Hints about how to plot the data in the GEOL 3030 Marine Biology exercise
GEOL 3030 - University of Georgia

Part 1.

     You are given data that consist of two measurements made at each of several different depths. When depth (or altitude) is a variable, most scientists plot their data so that depth (or altitude) is vertical, and so that depth increases downward (or altitude increases upward). In this way, the viewer sees the data in a way that mimics the real-world position of the samples: the deeper ones are lower.

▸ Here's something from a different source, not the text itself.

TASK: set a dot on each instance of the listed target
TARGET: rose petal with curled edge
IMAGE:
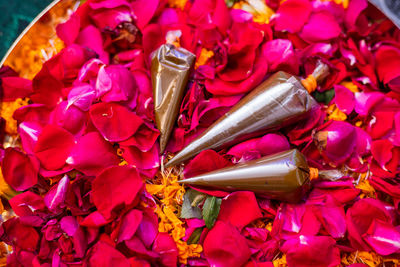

     When scientists want to compare two measurements, as we do here, they commonly plot the two measurements on the same diagram but with different symbols. You can do that here, with an open symbol for the clear bottle and a dark symbol for the dark bottle (pretty clever, eh?).

 

Part 2.

     You aren't ask to plot the data in Part 2, but note how the data are plotted. The variables are years and numbers of fish caught. When one of the variables is time, it's conventional to make time the horizontal axis, with earlier to the left and later to the right. Think how silly the plots would look if time were on the vertical axis.

 

Part 3.

     You are given data that seemingly consist of three measurements made at each of several locations, each of which is designated with a letter. However, there are essentially just two measurements, because % suspension feeders and % deposit feeders total to nearly 100 in each case. Furthermore, the letters designating the locations presumably have no ecological significance, so we needn't treat them as data.

     With that said, we're now down to essentially two variables: % silt & clay and % suspension feeders and deposit feeders. With no spatial variable (as in Part 1) and no temporal variable (as in Part 2), the default convention in the sciences is to plot the independent or controlling variable on the horizontal axis. That's what should be done here.

     Putting the independent or controlling variable on the horizontal axis requires a judgment on our part: - which is the controlling variable? For example, if you were given data on class attendance by students and those students' grades, you would assume (we hope) that attendance would be the variable that at least partly determines grades, and so you would make attendance the horizontal axis.

     In our case, with data on % silt & clay and % suspension feeders and deposit feeders, we have to ask "Would the kind of seafloor determine the kind of organisms, or would the kind of organisms determine the kind of seafloor?". If you've been to lecture lately, you'll know the most likely general answer.